With this in mind, imagine times you consciously tried to change an unhelpful behaviour. For example, a smoking habit, which may have served some purpose when installed in teenage years but is now a hindrance to health, finances, and even social inclusion. Non-smokers usually find the tobacco smoke smell on clothing repulsive and, irritating “tut-tuts” from ex-smokers can be, well, very irritating. Knowing the harmful effects of smoking probably stands as sufficient reason to stop the behaviour. But, the habit persists. The truth is, your conscious mind is in charge of intent, of willpower, and the unconscious mind easily defeats this arrangement time and time again.
Sometimes people resort to notions of addiction at this point. The reason they continue with the unresourceful habit is because of a physiological or psychological dependence. The substance is required for normal or superior functioning. Without it there would be painful withdrawals and cravings of such intensity that maintenance is required.
Cigarette smoking is interesting because people can sleep for many hours without the urge, pain of absence. A true addiction would, arguably, interfere with sleep as soon as the substance has left the system throwing the person into alarm and an urgent need to replenish.

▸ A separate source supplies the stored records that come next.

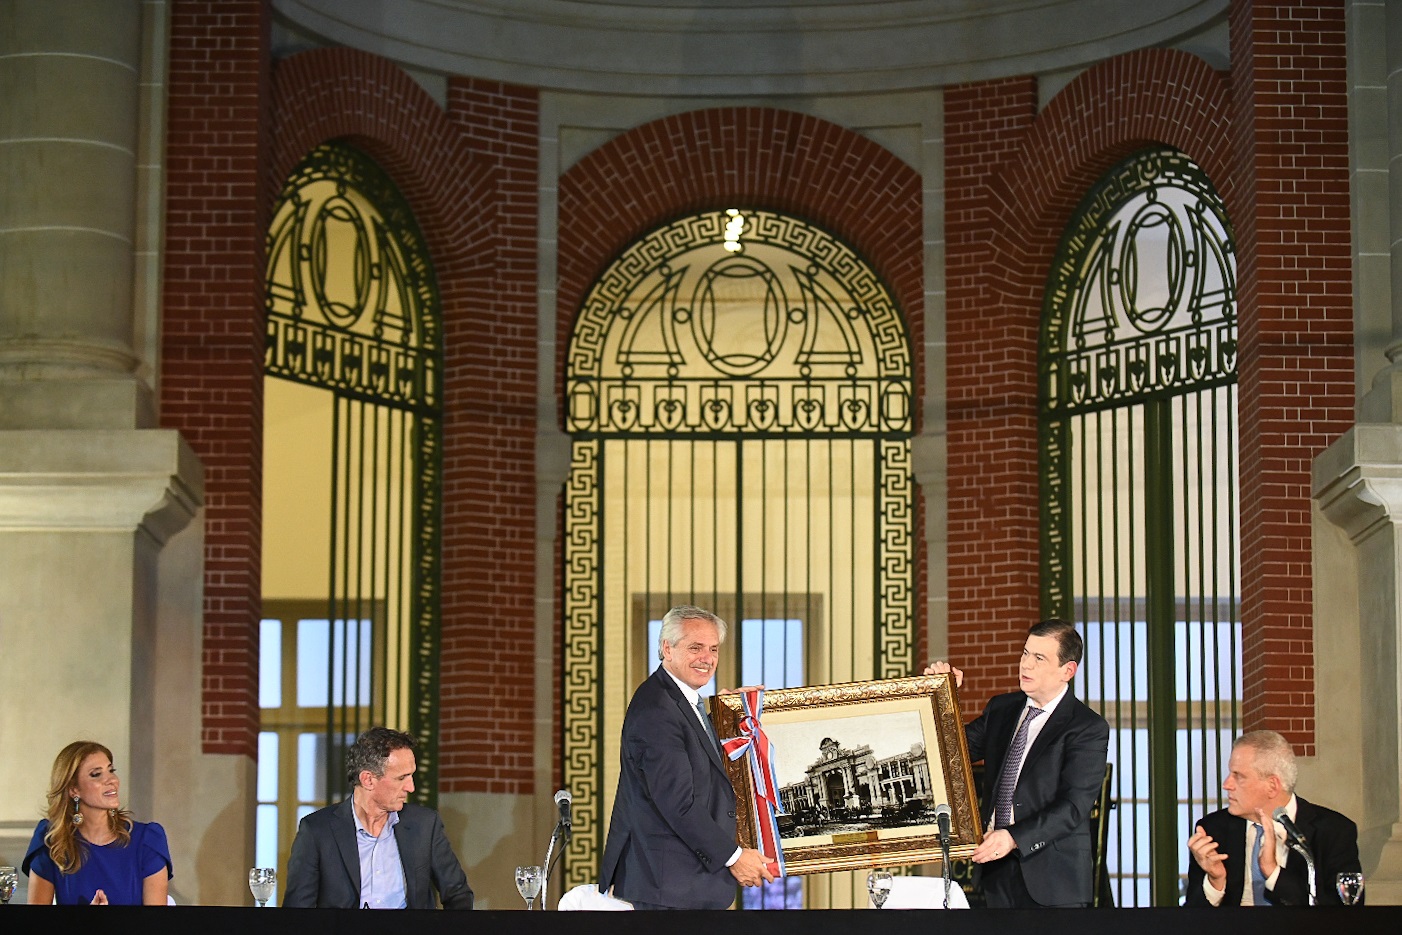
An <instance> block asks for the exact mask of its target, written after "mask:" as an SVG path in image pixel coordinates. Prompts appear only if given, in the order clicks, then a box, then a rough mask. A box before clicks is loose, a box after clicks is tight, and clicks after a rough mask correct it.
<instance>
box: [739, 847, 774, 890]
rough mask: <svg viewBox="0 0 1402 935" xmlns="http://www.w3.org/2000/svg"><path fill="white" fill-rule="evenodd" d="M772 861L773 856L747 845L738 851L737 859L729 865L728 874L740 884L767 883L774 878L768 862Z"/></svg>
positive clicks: (757, 883) (755, 883)
mask: <svg viewBox="0 0 1402 935" xmlns="http://www.w3.org/2000/svg"><path fill="white" fill-rule="evenodd" d="M773 862H774V858H773V856H765V855H764V854H761V852H760V851H756V849H754V848H753V847H747V848H744V849H742V851H740V856H739V859H736V862H735V864H732V865H730V875H732V876H733V878H735V879H736V882H737V883H739V885H740V886H758V885H760V883H768V882H771V880H773V879H774V875H773V873H770V864H773Z"/></svg>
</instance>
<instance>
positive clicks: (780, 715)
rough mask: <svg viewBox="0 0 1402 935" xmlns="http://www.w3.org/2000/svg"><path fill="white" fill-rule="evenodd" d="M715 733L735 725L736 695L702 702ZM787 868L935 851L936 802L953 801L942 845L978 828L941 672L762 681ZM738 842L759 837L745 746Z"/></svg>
mask: <svg viewBox="0 0 1402 935" xmlns="http://www.w3.org/2000/svg"><path fill="white" fill-rule="evenodd" d="M711 712H712V716H714V718H715V722H716V728H718V732H719V735H721V737H733V736H736V735H739V729H740V718H742V714H743V712H742V707H740V697H739V695H737V694H732V692H721V694H718V695H716V697H715V698H712V702H711ZM760 725H761V729H763V730H764V733H765V736H767V737H768V739H770V744H771V747H773V750H771V756H773V764H774V778H775V781H777V784H778V798H780V805H781V806H782V813H781V814H778V816H775V817H777V821H778V831H780V842H781V844H782V847H784V865H785V873H788V875H802V873H822V872H827V871H834V869H851V868H861V866H901V865H907V864H924V862H930V861H932V859H938V858H939V856H941V844H939V835H938V819H937V809H938V807H939V806H941V805H948V806H949V810H951V820H952V821H951V824H952V833H951V856H953V858H962V856H965V855H967V854H969V852H970V851H973V848H974V847H976V845H977V844H979V841H980V840H981V837H983V835H981V823H980V820H979V803H977V799H976V796H974V795H973V774H972V770H970V765H969V751H967V747H966V744H965V735H963V721H962V718H960V716H959V701H958V698H956V695H955V692H953V684H952V683H951V681H949V680H948V678H946V677H945V676H916V677H906V678H883V680H875V681H850V683H837V684H830V685H809V687H801V688H775V690H770V691H765V692H764V705H763V711H761V712H760ZM729 772H730V782H732V784H733V785H735V792H736V799H737V805H739V806H740V809H739V814H737V816H736V817H737V820H739V837H740V841H742V844H744V845H746V847H753V844H750V842H751V841H756V840H757V828H756V816H754V778H753V777H751V775H750V764H749V757H743V758H740V760H732V761H730V764H729Z"/></svg>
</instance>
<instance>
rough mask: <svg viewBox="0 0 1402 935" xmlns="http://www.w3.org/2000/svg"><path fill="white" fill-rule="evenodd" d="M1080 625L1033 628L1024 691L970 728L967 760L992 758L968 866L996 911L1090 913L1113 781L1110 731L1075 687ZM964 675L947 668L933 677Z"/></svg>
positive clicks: (971, 723) (1039, 625) (997, 698)
mask: <svg viewBox="0 0 1402 935" xmlns="http://www.w3.org/2000/svg"><path fill="white" fill-rule="evenodd" d="M1081 655H1082V642H1081V635H1080V634H1078V632H1075V627H1074V625H1071V624H1068V622H1066V621H1063V620H1046V621H1042V622H1039V624H1035V625H1033V627H1032V628H1030V629H1029V631H1028V641H1026V643H1025V645H1023V648H1022V662H1021V663H1019V666H1018V687H1019V691H1012V692H1008V694H1005V695H995V697H994V698H991V699H990V701H988V705H987V707H986V708H984V711H983V714H981V715H979V716H977V718H976V719H974V721H972V722H970V723H967V725H965V739H966V740H967V742H969V758H970V761H974V763H977V761H979V760H983V761H984V768H983V789H981V791H980V796H979V798H980V803H981V809H983V812H981V813H983V816H984V819H986V820H987V821H988V827H987V831H986V833H984V838H983V844H980V845H979V847H977V848H974V851H973V854H972V855H970V859H972V861H974V864H979V865H980V866H979V868H977V876H979V882H980V883H981V885H983V892H984V896H986V897H987V900H988V906H990V907H994V908H1042V907H1052V906H1067V907H1075V906H1089V904H1091V894H1092V866H1091V806H1092V805H1094V803H1095V796H1096V795H1098V793H1099V791H1101V784H1102V782H1103V778H1105V757H1106V750H1108V749H1109V740H1110V726H1109V725H1108V723H1106V722H1105V718H1102V716H1101V715H1098V714H1096V712H1094V711H1091V709H1089V708H1087V707H1085V705H1084V704H1081V702H1080V701H1078V699H1077V698H1075V695H1073V694H1071V692H1070V690H1068V688H1070V685H1068V683H1070V681H1071V678H1073V677H1074V676H1075V670H1077V667H1078V666H1080V664H1081ZM938 673H952V674H953V677H955V685H956V687H958V685H962V684H963V671H960V670H959V669H955V667H952V666H949V664H948V663H945V662H937V663H934V664H931V666H930V667H927V669H925V674H938Z"/></svg>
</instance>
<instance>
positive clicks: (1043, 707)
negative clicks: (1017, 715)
mask: <svg viewBox="0 0 1402 935" xmlns="http://www.w3.org/2000/svg"><path fill="white" fill-rule="evenodd" d="M1070 690H1071V684H1070V683H1067V684H1064V685H1061V691H1060V692H1059V694H1057V697H1056V698H1053V699H1052V701H1049V702H1046V704H1044V705H1039V704H1037V702H1035V701H1032V698H1030V697H1029V698H1028V704H1026V705H1025V707H1026V708H1042V711H1044V712H1046V715H1047V718H1050V716H1052V712H1053V711H1056V707H1057V705H1059V704H1061V699H1063V698H1066V692H1067V691H1070ZM1290 817H1295V816H1293V814H1291V816H1290Z"/></svg>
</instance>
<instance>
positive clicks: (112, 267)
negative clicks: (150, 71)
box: [0, 0, 154, 429]
mask: <svg viewBox="0 0 1402 935" xmlns="http://www.w3.org/2000/svg"><path fill="white" fill-rule="evenodd" d="M0 101H4V102H6V104H4V107H3V108H0V151H3V153H4V165H6V171H4V172H0V429H11V428H55V429H84V428H104V429H105V428H144V426H150V425H153V423H154V418H153V412H151V401H150V395H151V394H150V388H149V387H144V385H142V384H140V381H139V380H137V378H136V376H135V373H136V370H137V366H139V360H137V355H136V353H135V350H133V321H135V318H133V301H132V294H133V289H132V286H133V269H135V243H136V234H137V212H136V192H137V185H136V182H137V139H139V129H140V125H139V116H140V112H142V3H139V1H137V0H55V1H53V3H32V1H27V0H0Z"/></svg>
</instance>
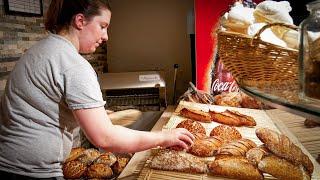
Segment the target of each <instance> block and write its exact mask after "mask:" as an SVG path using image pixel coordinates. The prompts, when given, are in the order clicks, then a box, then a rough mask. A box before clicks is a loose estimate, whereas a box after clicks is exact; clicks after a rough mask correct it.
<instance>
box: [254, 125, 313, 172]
mask: <svg viewBox="0 0 320 180" xmlns="http://www.w3.org/2000/svg"><path fill="white" fill-rule="evenodd" d="M256 135H257V137H258V138H259V139H260V140H261V141H262V142H263V143H264V144H265V146H266V147H267V148H268V149H269V150H270V151H271V152H273V153H274V154H275V155H277V156H279V157H282V158H285V159H286V160H288V161H290V162H292V163H293V164H294V165H300V164H302V165H303V166H304V167H305V168H306V169H307V170H308V172H309V173H310V174H312V172H313V168H314V167H313V164H312V162H311V160H310V159H309V157H308V156H307V155H306V154H304V153H303V152H302V151H301V149H300V148H299V147H298V146H297V145H295V144H293V142H292V141H291V140H290V139H289V138H288V137H287V136H285V135H283V134H279V133H277V132H276V131H273V130H271V129H268V128H259V129H257V130H256Z"/></svg>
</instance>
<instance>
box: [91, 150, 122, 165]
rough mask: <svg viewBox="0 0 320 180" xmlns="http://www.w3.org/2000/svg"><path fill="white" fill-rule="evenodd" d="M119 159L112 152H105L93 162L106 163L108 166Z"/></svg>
mask: <svg viewBox="0 0 320 180" xmlns="http://www.w3.org/2000/svg"><path fill="white" fill-rule="evenodd" d="M116 161H117V157H116V156H115V155H114V154H113V153H110V152H105V153H103V154H101V155H100V156H99V157H98V158H97V159H96V160H95V161H94V162H93V164H105V165H107V166H112V165H113V164H114V163H115V162H116Z"/></svg>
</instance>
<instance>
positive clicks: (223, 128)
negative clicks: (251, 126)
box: [210, 125, 242, 142]
mask: <svg viewBox="0 0 320 180" xmlns="http://www.w3.org/2000/svg"><path fill="white" fill-rule="evenodd" d="M210 136H219V137H220V138H222V139H223V140H224V141H225V142H231V141H235V140H238V139H241V138H242V136H241V134H240V132H239V131H238V130H237V129H236V128H235V127H232V126H226V125H219V126H217V127H215V128H213V129H212V130H211V132H210Z"/></svg>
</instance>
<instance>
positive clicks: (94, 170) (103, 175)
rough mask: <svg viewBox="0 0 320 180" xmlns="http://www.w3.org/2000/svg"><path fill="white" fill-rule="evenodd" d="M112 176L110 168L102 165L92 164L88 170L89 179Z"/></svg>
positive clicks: (109, 167)
mask: <svg viewBox="0 0 320 180" xmlns="http://www.w3.org/2000/svg"><path fill="white" fill-rule="evenodd" d="M112 175H113V172H112V169H111V168H110V166H108V165H106V164H102V163H98V164H92V165H91V166H89V168H88V170H87V177H88V178H110V177H112Z"/></svg>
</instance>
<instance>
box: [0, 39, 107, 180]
mask: <svg viewBox="0 0 320 180" xmlns="http://www.w3.org/2000/svg"><path fill="white" fill-rule="evenodd" d="M104 104H105V101H103V99H102V94H101V91H100V86H99V83H98V81H97V75H96V73H95V71H94V70H93V68H92V66H91V65H90V64H89V63H88V61H86V60H85V59H84V58H83V57H82V56H81V55H80V54H79V53H78V51H77V50H76V48H75V47H74V46H73V45H72V43H71V42H70V41H68V40H66V39H64V38H63V37H61V36H59V35H54V34H50V35H49V36H48V37H47V38H46V39H43V40H41V41H40V42H38V43H37V44H36V45H34V46H33V47H32V48H30V49H29V50H28V51H27V52H26V53H25V54H24V55H23V56H22V57H21V59H20V60H19V61H18V62H17V64H16V66H15V68H14V69H13V71H12V72H11V74H10V77H9V79H8V81H7V86H6V89H5V93H4V95H3V96H2V99H1V108H0V113H1V114H0V170H3V171H7V172H12V173H16V174H22V175H26V176H31V177H37V178H47V177H55V176H62V170H61V163H62V161H63V160H64V159H65V157H66V156H67V155H68V154H69V152H70V150H71V147H72V132H73V130H74V129H75V127H77V126H78V125H77V123H76V121H75V120H74V117H73V115H72V110H75V109H84V108H95V107H101V106H104Z"/></svg>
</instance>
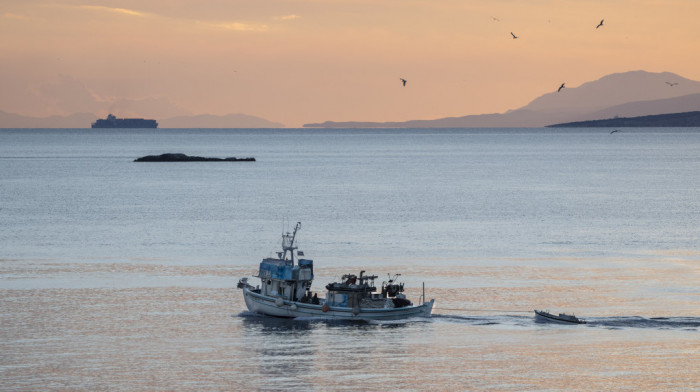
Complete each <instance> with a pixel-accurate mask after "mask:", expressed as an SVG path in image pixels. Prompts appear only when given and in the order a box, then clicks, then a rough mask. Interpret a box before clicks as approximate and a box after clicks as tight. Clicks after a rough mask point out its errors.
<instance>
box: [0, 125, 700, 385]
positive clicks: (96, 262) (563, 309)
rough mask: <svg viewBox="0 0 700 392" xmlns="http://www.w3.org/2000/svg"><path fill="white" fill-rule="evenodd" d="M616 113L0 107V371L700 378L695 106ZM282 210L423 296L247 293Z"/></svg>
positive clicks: (196, 384) (97, 372) (333, 269)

Harmony Between the Conscious and Unconscious
When we align both conscious and unconscious processes we are really well placed to make lasting change. This can be accomplished without sustained, even exhausting efforts of personal discipline, impulse control, or thought suppression. These phrases all refer to the same thing, the attempt to make personal change by the effort of will alone.
Getting back to remembering to forget…
Next time you travel from point A to point B, with little or no conscious awareness, perhaps it’s time to thank the powerful driving force of your unconscious mind. More importantly perhaps, next time you experience frustration at not feeling able to keep that diet, note there is unconscious resistance to the change, an internal conflict between conscious intent and unconscious patterned behaviour. The snack items may well have served some function akin to hunger.
Clinical hypnosis is very powerful. The process is powerful enough to make lasting change not just possible but very probable. In time, you will soon be able to forget to remember the need for conscious aware discipline and trust your unconscious resourcefulness. In just a few sessions too!
Sometimes people may spend over a thousand dollars a year on hair appointments, thousands on seasonal fashion item, thousands on car maintenance, but baulk at perceived expense involved in maintaining their greatest resource, their powerful goal-getting unconscious mind. So, remember; don’t forget to remember to treat yourself to one of the most useful investments of all. Invest in your powerful mind. The returns are infinite!